(An excerpt from history.txt)
I have scads of macOS footprints all over my NAS from a Mac I used a decade ago.
Stuffit is, AFAIK, dead. Along with all the various other OS9-era packaging formats for resource fork files. If you need to send a directory hive over something that only accepts individual files you send a disk image or ZIP archive, both of which macOS will happily extract for you.
I'm curious, if you have a disk/disc, and you drag a file onto the desktop, and eject the disk, does the file still disappear?

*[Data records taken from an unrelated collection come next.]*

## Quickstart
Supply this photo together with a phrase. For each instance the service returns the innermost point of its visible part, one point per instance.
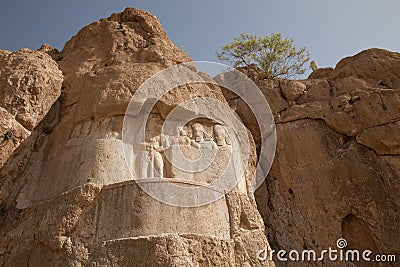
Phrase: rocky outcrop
(70, 199)
(337, 164)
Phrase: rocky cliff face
(67, 196)
(337, 166)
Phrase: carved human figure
(220, 135)
(183, 138)
(199, 142)
(156, 157)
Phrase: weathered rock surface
(69, 198)
(337, 165)
(30, 82)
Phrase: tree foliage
(276, 57)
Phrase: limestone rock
(292, 90)
(30, 82)
(336, 169)
(73, 183)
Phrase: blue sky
(331, 30)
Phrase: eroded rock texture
(337, 166)
(30, 82)
(67, 197)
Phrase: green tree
(276, 57)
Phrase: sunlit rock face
(73, 197)
(337, 166)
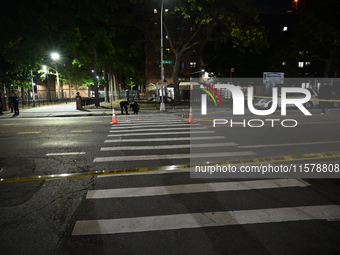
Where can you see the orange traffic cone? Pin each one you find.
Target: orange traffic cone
(191, 118)
(114, 118)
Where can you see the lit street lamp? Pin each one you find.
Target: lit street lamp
(55, 56)
(162, 106)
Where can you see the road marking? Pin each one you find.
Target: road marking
(27, 133)
(164, 147)
(194, 188)
(156, 129)
(65, 153)
(174, 156)
(166, 133)
(165, 139)
(81, 131)
(285, 144)
(285, 158)
(153, 126)
(207, 219)
(138, 122)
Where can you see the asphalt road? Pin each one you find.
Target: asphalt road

Having a standard to separate your data from your metadata isn't necessarily incompatible with streams. It would be something you would IOCTL on an open stream if you cared.
int fd;
fd = open("the_file", O_RDONLY);
if ( fd < 0 )
{
perror("the_file");
return -1;
}
char* filetype = NULL;
ioctl(fd, FDRESGET, "FILETYPE", &filetype);
if ( filetype != NULL )
{
printf("%s has a filetype of %s\n", "the_file", filetype);
}
You could also have a version FNRESGET that operates on file names instead of file descriptors. Also a setter. There's still obviously a lot of details to work out, but nothing about this should be all that difficult. It even simplifies some other parts of the system, for example if you have a network socket the socket metadata like the remote IP address and port numbers could be in the resource fork of the socket itself.
kps•1d ago
I can't wait to see someone to find the first commit of SCCS via its Git repository.